EDDIE BELL [1955-58]: Bell went to West Philadelphia High and played at Penn. The Eagles drafted him in the 5th-round in 1953, and Bell, one of the first African-Americans to play in the NFL, had nine INTs in four seasons with the Eagles before spending time in the CFL and then the AFL with the New York Titans, who eventually became the Jets.

JOHN MICHELS [1953]: Not to be confused with the John Michels who was once traded for Jon Harris, this John Michels was a guard who went to West Catholic and then played at Tennessee. He was a 25th-round draft pick in 1953 and played 11 games for the Eagles.

JESS RICHARDSON [1953-61]: Richardson was from East Falls and went to Roxborough High. He was the Eagles’ 8th-round pick in 1953 as a defensive tackle out of Alabama. Ray Didinger tells me Richardson grew up blocks away from the Kelly family and was friends with Grace Kelly, who became Princess of Monaco. He played nine of his 12 NFL seasons with the Eagles, made a Pro Bowl in 1959 and started on the 1960 NFL Championship team.

WALT STICKEL [1950-51]: Stickel went to Northeast High and played at both Tulsa and Penn before the Bears drafted him in the 21st round in 1945. He finished his career with the Eagles, playing in 11 games.

MIKE JARMOLUK [1949-55]: Jarmoluk, an interior lineman, attended Frankford High and Temple and was drafted by the Lions in 1945 before finishing his 10-year NFL career with the Eagles.

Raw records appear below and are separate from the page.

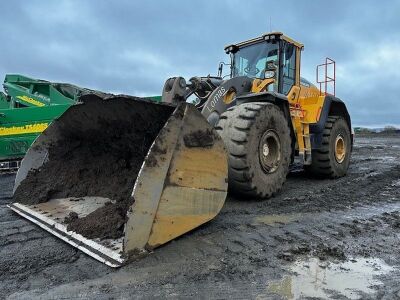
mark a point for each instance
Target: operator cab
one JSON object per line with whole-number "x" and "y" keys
{"x": 271, "y": 56}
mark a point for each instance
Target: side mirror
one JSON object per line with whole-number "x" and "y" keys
{"x": 220, "y": 68}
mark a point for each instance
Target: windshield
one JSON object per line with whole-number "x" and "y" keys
{"x": 252, "y": 60}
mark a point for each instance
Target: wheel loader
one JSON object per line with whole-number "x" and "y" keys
{"x": 117, "y": 176}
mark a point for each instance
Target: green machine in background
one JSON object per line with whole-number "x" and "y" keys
{"x": 27, "y": 107}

BILL MACKRIDES [1947-51]: Mackrides played at West Philly and Nevada and was the Eagles’ 3rd-round pick as a QB in 1947. He spent all but three games of his six-year career with the Eagles and was a backup on two NFL Championship teams. He threw 15 touchdown passes.

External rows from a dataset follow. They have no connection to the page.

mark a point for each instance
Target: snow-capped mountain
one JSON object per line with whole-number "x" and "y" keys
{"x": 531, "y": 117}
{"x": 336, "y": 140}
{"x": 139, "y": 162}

BERT KUCZYNSKI [1946]: Kuczynski went to Northeast High and Penn and played in one game for the Eagles.

MIKE MANDARINO [1944-45]: A West Catholic and La Salle grad, Mandarino played in 13 games for the Eagles in the 1940s.

BUCKO KILROY [1943-55]: Kilroy grew up in Port Richmond and attended Northeast Catholic and played college ball at both Notre Dame and Temple and also served in the Merchant Marines before spending his entire 13-year NFL career as an interior lineman with the Eagles, often playing both ways. He started 103 games for the Eagles, playing on both the 1948 and 1949 NFL Championship teams and was named to the NFL’s Team of the Decade for the 1940s. After his playing career, Kilroy spent nearly 50 years as an NFL executive, including 37 years with the Patriots.

JACK FERRANTE [1941, 1944-50]: Great story. Ferrante grew up in South Philly and then West Philly and briefly attended high school somewhere in the city, although nobody seems to remember exactly where. He left school to work during his sophomore year and was only 18 when he starting playing semi-pro football. After earning a local reputation, he got a tryout with the Eagles in 1941. He played three games and caught two passes, then got another tryout in 1944, and this time he stuck. Ferrante wound up spending the next seven years with the Eagles, catching 169 passes for 2,884 yards, 31 TDs (tied with Brent Celek for 12th-most in Eagles history) and a 17.71 average (7th-best in Eagles history) while starting for the 1948 and 1949 NFL Championship teams.